Residual tumor presence is acknowledged as a risk factor for local recurrence, with research indicating its occurrence in up to three-fourths of instances involving unplanned resections.^{30, 31} Within our study, no statistically significant discrepancies were discerned in OS (P = .632), LRFS (P = .716), or DMFS (P = .837) among patients who underwent prior unplanned surgery elsewhere compared to those who underwent planned surgery at our institution. This may be attributed to the likelihood that tumors of smaller size and lower grade were addressed elsewhere before presentation, whereas more advanced cases were primarily presented to us. This is supported by Fromm et al., ³² who noted that subsequent to the re-resection of STS following unplanned initial resections, OS did not exhibit a significant difference when compared to a cohort of non-re-resected tumors. These findings suggest that re-resection may not be universally necessary in all cases of unplanned resections of STS.

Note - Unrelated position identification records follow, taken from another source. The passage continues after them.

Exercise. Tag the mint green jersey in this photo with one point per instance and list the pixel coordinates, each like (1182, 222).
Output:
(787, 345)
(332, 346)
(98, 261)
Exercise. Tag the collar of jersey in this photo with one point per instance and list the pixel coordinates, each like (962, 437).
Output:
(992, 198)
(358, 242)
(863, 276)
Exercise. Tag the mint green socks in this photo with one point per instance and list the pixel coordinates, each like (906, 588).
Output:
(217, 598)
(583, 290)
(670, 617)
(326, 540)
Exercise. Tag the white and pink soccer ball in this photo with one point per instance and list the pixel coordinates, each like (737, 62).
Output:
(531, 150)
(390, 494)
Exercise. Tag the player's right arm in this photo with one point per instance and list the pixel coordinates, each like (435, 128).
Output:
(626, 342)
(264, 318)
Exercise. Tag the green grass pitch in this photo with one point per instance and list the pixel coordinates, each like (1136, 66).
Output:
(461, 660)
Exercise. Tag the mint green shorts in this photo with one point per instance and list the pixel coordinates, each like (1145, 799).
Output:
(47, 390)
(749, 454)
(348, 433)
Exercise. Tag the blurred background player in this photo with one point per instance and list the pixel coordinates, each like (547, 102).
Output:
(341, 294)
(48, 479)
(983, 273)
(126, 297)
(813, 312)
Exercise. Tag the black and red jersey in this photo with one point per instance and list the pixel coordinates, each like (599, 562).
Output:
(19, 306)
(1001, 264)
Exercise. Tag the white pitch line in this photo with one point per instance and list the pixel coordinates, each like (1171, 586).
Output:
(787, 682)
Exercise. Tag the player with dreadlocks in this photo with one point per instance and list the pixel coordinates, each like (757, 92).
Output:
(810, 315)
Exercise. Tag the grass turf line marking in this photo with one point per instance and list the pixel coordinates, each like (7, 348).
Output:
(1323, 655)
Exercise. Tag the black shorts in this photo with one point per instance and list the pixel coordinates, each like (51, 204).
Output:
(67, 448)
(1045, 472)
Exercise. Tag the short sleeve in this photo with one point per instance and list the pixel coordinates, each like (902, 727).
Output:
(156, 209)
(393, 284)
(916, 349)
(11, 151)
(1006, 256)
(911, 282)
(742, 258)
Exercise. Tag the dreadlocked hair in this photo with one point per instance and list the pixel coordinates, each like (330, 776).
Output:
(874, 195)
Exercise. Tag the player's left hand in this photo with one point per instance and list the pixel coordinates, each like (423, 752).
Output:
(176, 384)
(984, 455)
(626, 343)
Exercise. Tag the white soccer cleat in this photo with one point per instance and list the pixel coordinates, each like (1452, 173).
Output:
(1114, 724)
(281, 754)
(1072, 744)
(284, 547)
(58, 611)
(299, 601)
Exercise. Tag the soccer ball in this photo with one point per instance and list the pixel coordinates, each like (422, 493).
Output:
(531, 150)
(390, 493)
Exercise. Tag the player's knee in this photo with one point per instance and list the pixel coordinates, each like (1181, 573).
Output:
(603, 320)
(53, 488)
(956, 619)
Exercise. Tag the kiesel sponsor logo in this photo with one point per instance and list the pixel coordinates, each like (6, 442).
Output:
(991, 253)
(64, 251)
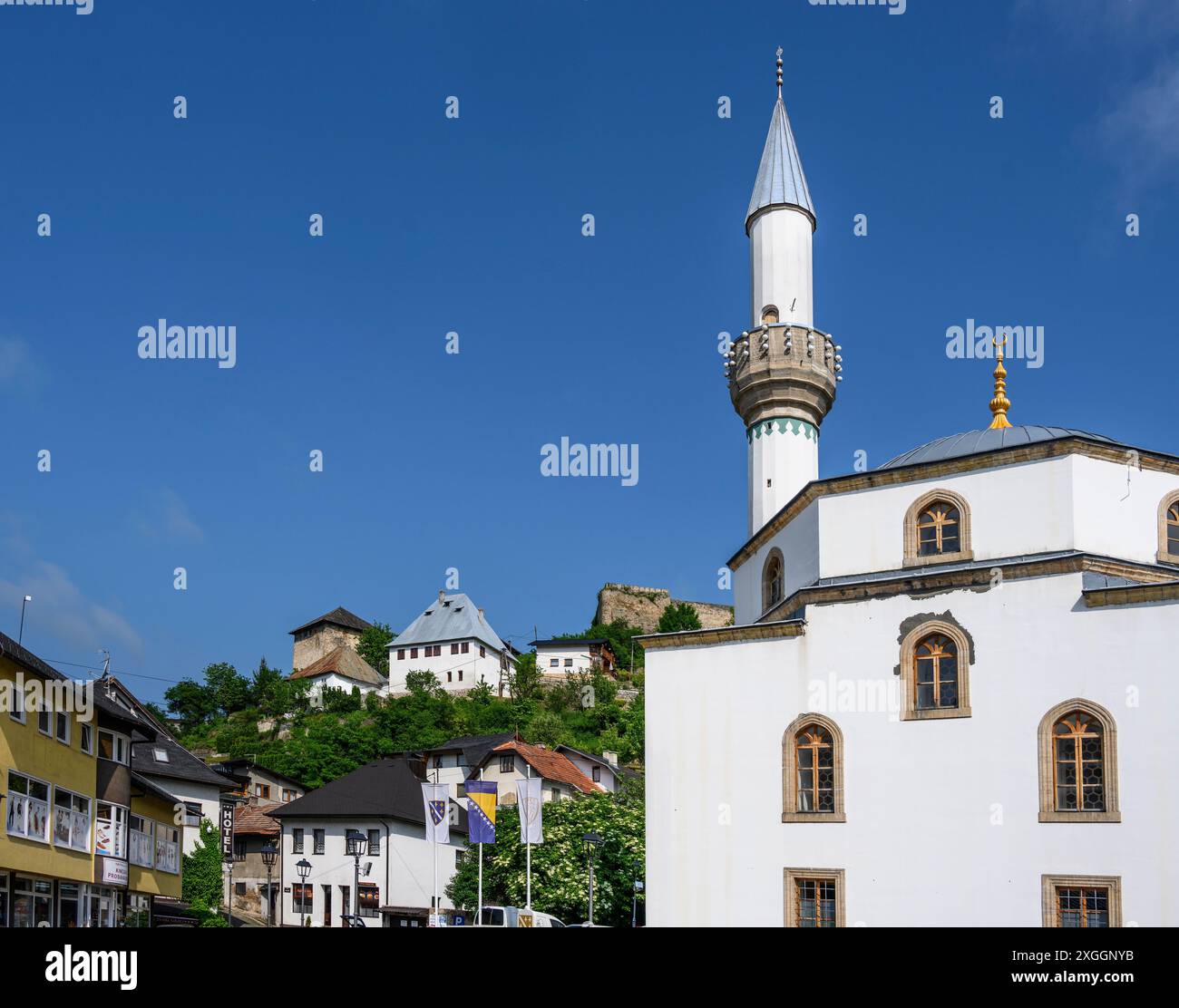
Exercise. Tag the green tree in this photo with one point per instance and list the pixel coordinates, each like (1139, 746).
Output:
(374, 646)
(678, 616)
(559, 867)
(191, 703)
(525, 679)
(200, 878)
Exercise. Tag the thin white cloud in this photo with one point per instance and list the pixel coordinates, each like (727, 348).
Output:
(59, 610)
(170, 518)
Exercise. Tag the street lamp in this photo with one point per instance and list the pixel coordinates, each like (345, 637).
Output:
(303, 867)
(593, 840)
(269, 856)
(20, 636)
(357, 844)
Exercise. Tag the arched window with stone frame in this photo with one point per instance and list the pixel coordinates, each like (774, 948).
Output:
(1168, 528)
(1077, 744)
(938, 529)
(935, 671)
(774, 580)
(813, 771)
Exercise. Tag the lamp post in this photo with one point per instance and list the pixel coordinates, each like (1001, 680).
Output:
(269, 856)
(303, 867)
(357, 843)
(593, 840)
(635, 901)
(20, 636)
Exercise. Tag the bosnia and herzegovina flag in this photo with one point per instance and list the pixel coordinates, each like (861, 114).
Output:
(482, 796)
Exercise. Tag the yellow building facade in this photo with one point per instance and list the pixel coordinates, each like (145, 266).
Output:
(83, 840)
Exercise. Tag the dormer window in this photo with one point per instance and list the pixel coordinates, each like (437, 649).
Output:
(773, 580)
(938, 529)
(1168, 529)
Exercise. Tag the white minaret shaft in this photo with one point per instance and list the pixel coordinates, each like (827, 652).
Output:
(783, 373)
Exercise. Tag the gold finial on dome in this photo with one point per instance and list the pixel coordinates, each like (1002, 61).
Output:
(1000, 403)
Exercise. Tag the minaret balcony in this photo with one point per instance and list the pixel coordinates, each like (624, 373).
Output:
(781, 369)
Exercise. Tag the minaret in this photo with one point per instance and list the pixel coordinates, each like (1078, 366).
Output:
(782, 373)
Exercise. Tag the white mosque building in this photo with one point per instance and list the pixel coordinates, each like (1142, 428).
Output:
(950, 693)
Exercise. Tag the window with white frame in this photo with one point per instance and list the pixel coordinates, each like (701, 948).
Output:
(111, 830)
(141, 840)
(28, 808)
(168, 848)
(71, 819)
(113, 746)
(16, 708)
(62, 729)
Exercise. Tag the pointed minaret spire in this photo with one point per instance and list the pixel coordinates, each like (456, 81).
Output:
(781, 180)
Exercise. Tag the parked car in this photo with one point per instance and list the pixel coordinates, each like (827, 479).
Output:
(511, 917)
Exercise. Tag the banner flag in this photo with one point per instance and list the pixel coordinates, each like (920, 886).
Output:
(436, 799)
(482, 796)
(529, 800)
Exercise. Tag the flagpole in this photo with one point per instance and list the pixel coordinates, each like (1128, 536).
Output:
(529, 854)
(479, 920)
(436, 855)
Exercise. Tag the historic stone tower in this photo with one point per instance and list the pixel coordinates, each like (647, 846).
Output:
(783, 372)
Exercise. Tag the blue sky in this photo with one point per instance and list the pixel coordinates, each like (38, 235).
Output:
(474, 226)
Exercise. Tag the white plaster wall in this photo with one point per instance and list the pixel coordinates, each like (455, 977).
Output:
(779, 465)
(798, 542)
(205, 795)
(580, 657)
(475, 670)
(920, 846)
(404, 854)
(779, 246)
(1116, 509)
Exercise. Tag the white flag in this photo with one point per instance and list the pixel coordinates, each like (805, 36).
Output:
(529, 800)
(436, 799)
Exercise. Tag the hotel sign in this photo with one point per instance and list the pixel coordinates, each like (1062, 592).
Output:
(227, 830)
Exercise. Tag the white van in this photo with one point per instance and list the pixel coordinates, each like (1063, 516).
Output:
(517, 917)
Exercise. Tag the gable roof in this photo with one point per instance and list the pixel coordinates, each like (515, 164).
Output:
(449, 618)
(256, 819)
(342, 662)
(550, 765)
(337, 616)
(474, 748)
(389, 789)
(178, 764)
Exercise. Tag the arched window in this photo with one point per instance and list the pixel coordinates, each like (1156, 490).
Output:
(1168, 529)
(813, 771)
(774, 580)
(938, 529)
(935, 671)
(1077, 764)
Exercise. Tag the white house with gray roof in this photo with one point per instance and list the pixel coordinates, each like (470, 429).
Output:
(454, 640)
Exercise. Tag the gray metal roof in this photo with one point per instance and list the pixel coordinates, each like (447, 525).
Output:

It is notable that despite a considerable portion of patients initially presenting following excisional biopsy or intralesional surgery at other institutions (39.5%), the local recurrence rate within our series stood at 7.7%. This observation indicates that RT and wide re-excision are viable treatment strategies even where tumors were previously subjected to surgery. Moreover, the incidence of local recurrence per se should not dissuade further endeavors aimed at achieving local disease control.

Peabody et al. ³³ highlighted the independent significance of both tumor size and depth concerning survival outcomes. Similarly, Ogura et al. ³⁴ highlighted in their series that tumor size and deep-seated location significantly heightened the risk of disease-specific mortality.

Within our investigation, significant outcomes in OS at 3 years were evident among the various tumor size groups (P = .013), with a suggestive trend toward significance observed in both LRFS (P = .056) and DMFS (P = .064). However, the depth of the tumor did not show significance concerning OS, DMFS, or LRFS.

Italiano et al. ³⁵ conducted a comprehensive study involving 1,024 patients diagnosed with metastatic STSs, revealing a 2-year OS rate of 33.2% and a median OS of 14 months. Notably, our investigation unveiled a significant correlation between OS and the presence of metastasis at presentation (P < .005), with corresponding 2- and 3-year OS rates of 84% and 42%, respectively. A sharp decline in survival beyond the 2-year mark among metastatic patients is evident. Although the studies reviewed do not explicitly cite the 2-year OS rate, they indicate that the anticipated median OS in patients with metastatic STS has extended from approximately 12 months to nearly 2 years in more recent clinical trials. ³⁶

While our study relied on retrospective data, it offers significant clinical insights into the management and outcomes of STS. Moving forward, there is a need for real-world data and prospective trials to further validate the effectiveness of current treatment modalities. Through continued research efforts, we aim to refine therapeutic approaches and ultimately improve outcomes for patients suffering from this disease.

Limitations

This retrospective study highlights the importance of conducting additional randomized prospective studies to thoroughly understand STS characteristics. Increasing the sample size would improve statistical power and enhance the reliability of findings. Future investigations should include a wider range of histopathological types of sarcoma and specify CT regimens for a more comprehensive analysis. While some characteristics may not have shown statistical significance in this study, their potential importance in a larger cohort warrants further investigation. Continuous research efforts are crucial for refining our understanding and management of STS.